The guidelines include daily COVID-19 self-assessment screening for drivers and students, mandatory masking of all drivers and students from Kindergarten to Grade 12 while on school vehicles, assigned seating for students on school vehicles enhanced cleaning protocols of disinfecting high-touch surfaces twice daily for school vehicles, and promoting physical distancing at bus stops, proper hand hygiene, and respiratory etiquette.
He confirmed personal protective equipment has been provided for all school vehicle drivers throughout the pandemic.
But Griffith says the type of equipment and how buses are sanitized varies from bus company to bus company. Griffith said her company provides hospital-grade equipment, including wipes and sanitizers, but it isn't the same for each company.
The issue some of the drivers have with the policies in place is that they are not uniform across the board. Bus companies each have their own set of policies when it comes to safety training, COVID protocols and pay.
"When it comes to the fundamentals there should be consistency with the school boards, the government," said Griffith.
"We are truly the last to be thought about," said Sara Smith (name has been changed for confidentiality), a school bus driver of 23 years in Simcoe County.
One of her concerns is that if she catches COVID, her company will not pay her, and she will need to collect EI or WSIB.
"I think the company should step up because you showed up for work and they should be paying you your daily wage," said Smith. "If I was a new driver starting out, with all the responsibility and with the pay, I wouldn't even think of it."
According to payscale.com, the average bus driver in Ontario makes $17.29 an hour.
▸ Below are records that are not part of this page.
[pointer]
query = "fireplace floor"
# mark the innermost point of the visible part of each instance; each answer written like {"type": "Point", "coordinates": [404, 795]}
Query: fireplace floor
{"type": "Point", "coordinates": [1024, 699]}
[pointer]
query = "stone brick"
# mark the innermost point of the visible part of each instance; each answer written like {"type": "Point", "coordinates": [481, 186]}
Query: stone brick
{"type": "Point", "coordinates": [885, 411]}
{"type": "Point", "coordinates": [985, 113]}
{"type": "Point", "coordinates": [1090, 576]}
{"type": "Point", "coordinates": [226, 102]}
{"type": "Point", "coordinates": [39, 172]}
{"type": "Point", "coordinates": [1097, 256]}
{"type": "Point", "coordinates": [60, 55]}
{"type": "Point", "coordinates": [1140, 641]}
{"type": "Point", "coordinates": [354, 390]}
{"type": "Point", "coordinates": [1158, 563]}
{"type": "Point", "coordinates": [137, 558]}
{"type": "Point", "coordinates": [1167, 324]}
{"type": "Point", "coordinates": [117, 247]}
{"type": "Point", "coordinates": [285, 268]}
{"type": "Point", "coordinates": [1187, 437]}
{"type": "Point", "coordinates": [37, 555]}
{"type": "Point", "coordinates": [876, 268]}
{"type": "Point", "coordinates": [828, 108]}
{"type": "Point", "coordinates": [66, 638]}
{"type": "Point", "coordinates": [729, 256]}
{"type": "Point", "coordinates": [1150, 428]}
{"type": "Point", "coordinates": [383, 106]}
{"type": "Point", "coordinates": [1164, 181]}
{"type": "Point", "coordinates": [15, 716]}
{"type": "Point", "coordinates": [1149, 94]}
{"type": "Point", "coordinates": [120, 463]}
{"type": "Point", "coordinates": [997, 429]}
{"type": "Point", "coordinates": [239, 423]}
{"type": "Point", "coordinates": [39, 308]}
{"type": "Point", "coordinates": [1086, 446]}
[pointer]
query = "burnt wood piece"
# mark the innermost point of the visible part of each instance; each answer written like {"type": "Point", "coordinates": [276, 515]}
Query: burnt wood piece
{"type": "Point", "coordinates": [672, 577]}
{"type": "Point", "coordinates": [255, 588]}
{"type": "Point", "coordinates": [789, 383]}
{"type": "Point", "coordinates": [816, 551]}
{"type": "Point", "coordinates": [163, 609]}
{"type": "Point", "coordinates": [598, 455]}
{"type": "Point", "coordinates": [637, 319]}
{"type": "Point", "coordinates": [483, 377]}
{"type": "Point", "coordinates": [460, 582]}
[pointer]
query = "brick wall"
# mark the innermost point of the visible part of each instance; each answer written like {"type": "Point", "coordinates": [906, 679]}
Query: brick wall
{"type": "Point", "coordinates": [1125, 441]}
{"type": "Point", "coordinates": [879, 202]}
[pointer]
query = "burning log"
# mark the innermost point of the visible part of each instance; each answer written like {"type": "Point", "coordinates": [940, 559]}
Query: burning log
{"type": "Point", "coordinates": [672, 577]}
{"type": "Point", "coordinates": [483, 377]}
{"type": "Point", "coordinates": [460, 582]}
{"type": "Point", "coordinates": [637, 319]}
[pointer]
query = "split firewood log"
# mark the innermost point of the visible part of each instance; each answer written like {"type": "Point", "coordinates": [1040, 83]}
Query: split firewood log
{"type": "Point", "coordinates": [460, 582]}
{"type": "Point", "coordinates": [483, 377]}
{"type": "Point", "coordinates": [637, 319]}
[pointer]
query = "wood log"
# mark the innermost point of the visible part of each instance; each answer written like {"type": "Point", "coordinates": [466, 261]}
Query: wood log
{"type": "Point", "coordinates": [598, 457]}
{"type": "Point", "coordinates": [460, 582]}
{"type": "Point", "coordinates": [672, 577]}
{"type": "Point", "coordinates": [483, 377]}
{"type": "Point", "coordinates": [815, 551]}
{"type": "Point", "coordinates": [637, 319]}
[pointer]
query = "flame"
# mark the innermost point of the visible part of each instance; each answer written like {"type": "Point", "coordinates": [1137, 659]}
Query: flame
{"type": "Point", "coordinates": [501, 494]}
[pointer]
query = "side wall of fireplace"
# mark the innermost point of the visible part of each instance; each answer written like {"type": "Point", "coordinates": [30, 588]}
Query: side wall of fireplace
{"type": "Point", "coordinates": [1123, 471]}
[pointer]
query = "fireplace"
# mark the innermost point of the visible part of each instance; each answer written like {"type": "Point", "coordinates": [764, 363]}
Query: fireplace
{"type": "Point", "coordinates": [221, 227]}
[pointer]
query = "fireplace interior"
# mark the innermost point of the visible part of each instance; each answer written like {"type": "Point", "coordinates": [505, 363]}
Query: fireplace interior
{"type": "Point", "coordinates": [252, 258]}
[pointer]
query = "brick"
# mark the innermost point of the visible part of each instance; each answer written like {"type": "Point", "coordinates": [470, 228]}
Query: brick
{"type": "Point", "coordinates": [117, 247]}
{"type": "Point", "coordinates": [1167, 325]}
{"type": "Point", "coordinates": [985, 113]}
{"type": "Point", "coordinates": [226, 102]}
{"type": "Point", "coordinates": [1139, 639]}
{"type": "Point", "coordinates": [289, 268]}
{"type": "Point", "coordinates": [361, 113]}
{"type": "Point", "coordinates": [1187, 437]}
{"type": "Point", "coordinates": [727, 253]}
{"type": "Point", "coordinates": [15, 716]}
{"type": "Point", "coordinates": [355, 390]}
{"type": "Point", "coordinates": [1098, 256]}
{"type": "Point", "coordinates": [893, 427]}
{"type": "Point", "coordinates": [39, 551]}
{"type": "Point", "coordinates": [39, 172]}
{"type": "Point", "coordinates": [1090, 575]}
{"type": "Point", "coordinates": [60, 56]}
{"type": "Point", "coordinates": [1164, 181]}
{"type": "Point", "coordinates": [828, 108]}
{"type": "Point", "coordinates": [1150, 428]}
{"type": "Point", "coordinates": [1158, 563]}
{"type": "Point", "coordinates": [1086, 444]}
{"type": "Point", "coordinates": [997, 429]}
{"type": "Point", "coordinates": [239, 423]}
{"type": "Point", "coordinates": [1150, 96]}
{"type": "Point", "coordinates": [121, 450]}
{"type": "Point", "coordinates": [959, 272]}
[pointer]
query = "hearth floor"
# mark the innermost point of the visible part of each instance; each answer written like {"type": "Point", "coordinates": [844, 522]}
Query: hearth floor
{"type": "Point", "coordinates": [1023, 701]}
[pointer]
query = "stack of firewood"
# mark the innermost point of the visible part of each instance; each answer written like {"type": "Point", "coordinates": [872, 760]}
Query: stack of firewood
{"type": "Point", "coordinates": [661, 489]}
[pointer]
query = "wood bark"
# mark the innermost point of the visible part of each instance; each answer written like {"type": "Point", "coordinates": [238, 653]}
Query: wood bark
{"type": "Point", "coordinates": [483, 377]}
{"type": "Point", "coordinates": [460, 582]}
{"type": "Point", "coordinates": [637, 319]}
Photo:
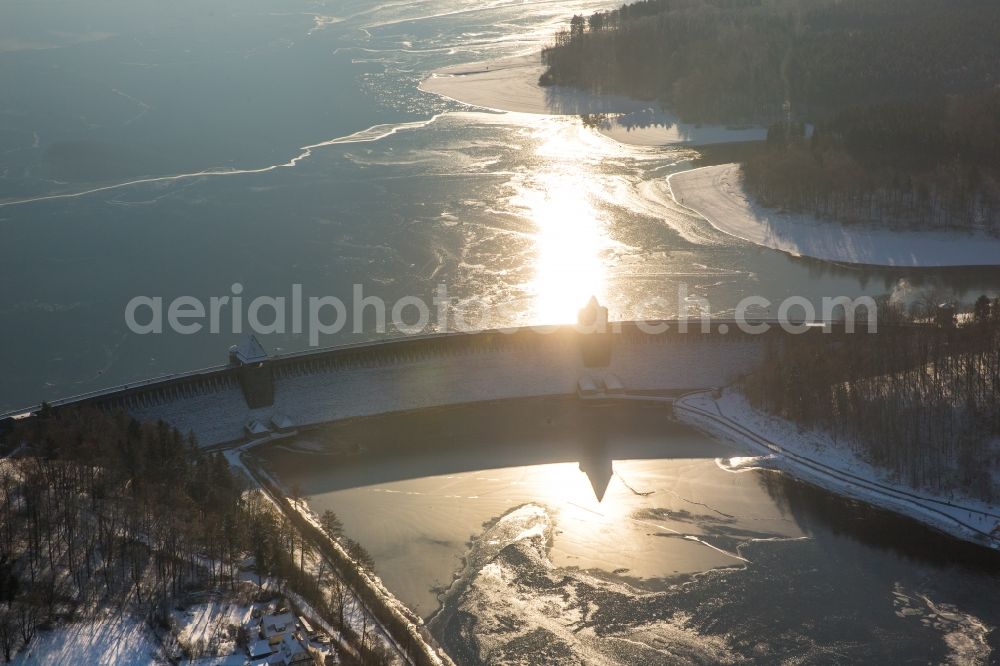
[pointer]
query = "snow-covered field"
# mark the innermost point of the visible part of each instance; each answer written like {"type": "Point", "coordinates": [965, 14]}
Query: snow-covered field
{"type": "Point", "coordinates": [814, 457]}
{"type": "Point", "coordinates": [117, 640]}
{"type": "Point", "coordinates": [716, 193]}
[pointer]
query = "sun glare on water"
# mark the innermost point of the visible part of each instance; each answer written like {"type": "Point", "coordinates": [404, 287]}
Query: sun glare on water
{"type": "Point", "coordinates": [571, 233]}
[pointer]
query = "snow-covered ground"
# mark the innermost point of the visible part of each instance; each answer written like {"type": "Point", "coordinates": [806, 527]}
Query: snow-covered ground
{"type": "Point", "coordinates": [716, 193]}
{"type": "Point", "coordinates": [511, 84]}
{"type": "Point", "coordinates": [815, 457]}
{"type": "Point", "coordinates": [117, 640]}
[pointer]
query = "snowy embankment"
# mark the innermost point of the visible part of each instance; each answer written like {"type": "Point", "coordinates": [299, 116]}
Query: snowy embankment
{"type": "Point", "coordinates": [816, 458]}
{"type": "Point", "coordinates": [716, 193]}
{"type": "Point", "coordinates": [116, 640]}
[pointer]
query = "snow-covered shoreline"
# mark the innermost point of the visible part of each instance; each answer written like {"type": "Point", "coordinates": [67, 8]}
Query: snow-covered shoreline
{"type": "Point", "coordinates": [716, 193]}
{"type": "Point", "coordinates": [815, 458]}
{"type": "Point", "coordinates": [511, 85]}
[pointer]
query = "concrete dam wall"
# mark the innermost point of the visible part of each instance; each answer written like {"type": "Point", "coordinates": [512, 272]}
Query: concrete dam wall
{"type": "Point", "coordinates": [238, 401]}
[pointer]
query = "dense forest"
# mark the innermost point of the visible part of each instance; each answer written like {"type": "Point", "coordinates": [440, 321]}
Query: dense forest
{"type": "Point", "coordinates": [920, 401]}
{"type": "Point", "coordinates": [903, 95]}
{"type": "Point", "coordinates": [99, 511]}
{"type": "Point", "coordinates": [925, 164]}
{"type": "Point", "coordinates": [757, 60]}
When asked why she keeps driving, Smith says it's because she loves her job and working with the students.
"I just wish we were thought of more," said Smith, noting there is not much appreciation or recognition for school bus drivers, from officials and parents.
Another driver, Jane Doe, (name has been changed due to confidentiality reasons) is currently battling COVID. She has been a bus driver for the past 18 years and says it has been a tough time being a bus driver in a pandemic.
"For the first time in ever, I thought about changing careers," she said. "They have very specific guidelines for everybody but not bus drivers, we seem to be left out in the cold."
"I am supposed to be watching the road, I am responsible to keep all of these kids safe, and making them wear a mask is keeping them safe but there is only so much one person can do," she said.
Bus driving is "not for everybody" as Smith pointed out, noting the high turnover rates in the industry.
In 2017, the Ontario government launched the Driver Retention Program (DRP) through the Ministry of Education, committing up to $60 million to fund three $1,000 bonus payments per term from 2018-2019, as a reward for continuous employment. The bonus was extended to the 2021-2022 school year.
The purpose of the bonuses is to enhance school bus driver recruitment and retention among school bus operators in the Province of Ontario.
"It's there to try to get new people driving because they are always shorthanded and can't keep drivers," said Griffith.
Griffith was driving at the time the bonuses were given out, and says she didn't receive her bonus payments until six months after the term.
"Drivers feel ignored, unimportant," said Griffith. "They just want to be equally considered, it's (driving a school bus is) not considered an essential service and it should be."